Sono stato molto indeciso se esprimere o meno il mio pensiero circa il terremoto mediatico che sta ammorbando la ripresa delle normali attività dopo la pausa estiva.
Ma come al solito, quando noto qualcosa che a mio modo di vedere “non va”, la penna rifiuta qualunque coercizione, anche se talvolta il silenzio sarebbe la scelta più diplomatica.
Premetto che non voglio entrare in merito al fatto specifico, causa scatenante di questo gioco al massacro. Che Boffo abbia o non abbia fatto quanto gli viene addebitato, sono problemi suoi e della sua coscienza, e non spetta certo a me disquisire in merito.
Ma un sassolino dalla scarpa permettete che me lo tolga.
Da varie fonti è emerso che i vertici della Conferenza Episcopale Italiana erano a conoscenza già da molto tempo del fatto o comunque delle scelte di vita del Direttore di Avvenire.

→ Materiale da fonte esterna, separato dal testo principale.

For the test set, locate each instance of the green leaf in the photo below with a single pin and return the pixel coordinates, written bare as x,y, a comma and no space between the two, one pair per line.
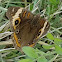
54,2
29,51
50,36
57,41
47,46
42,59
58,49
26,60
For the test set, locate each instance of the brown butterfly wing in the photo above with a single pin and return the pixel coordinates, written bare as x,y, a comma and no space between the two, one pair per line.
27,28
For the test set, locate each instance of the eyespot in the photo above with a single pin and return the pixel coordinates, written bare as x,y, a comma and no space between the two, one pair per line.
16,22
39,33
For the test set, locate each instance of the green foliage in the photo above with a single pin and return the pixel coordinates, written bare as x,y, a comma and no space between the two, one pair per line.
50,36
26,60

Per carità: come ho detto, nel privato ognuno deve rispondere del proprio operato di fronte a Dio e alla propria coscienza, e nessuno di noi, altrettanto peccatori, può ergersi a giudice morale del proprio fratello: «Chi è senza peccato...» con quel che segue.
Ma… c’è un ma!
La Chiesa sta vivendo oggi un periodo particolarmente difficile: in un mondo in cui ognuno si sente libero di fare qualunque scelta di vita, in nome di una “libertà” a dir poco improponibile, di esternare giudizi a vanvera e fomentare veleni a tutto campo contro la Chiesa e il suo clero in nome di una “laicità” asservita alla politica e per questo invocata il più delle volte a giustificazione dei propri squallidi tornaconti; in un periodo in cui tutte le scelte della Chiesa e del Papa, le sue esternazioni, i suoi insegnamenti, i suoi interventi pastorali, la stessa Gerarchia ecclesiastica e i suoi diretti collaboratori sono passati al vaglio di una critica impietosa, prevenuta e aprioristicamente velenosa, bene: proprio in questo periodo la scelta delle persone chiamate a ricoprire ruoli fondamentali per conto e nome della stessa, dovrebbe essere fatta con una ancor più accurata e severa selezione.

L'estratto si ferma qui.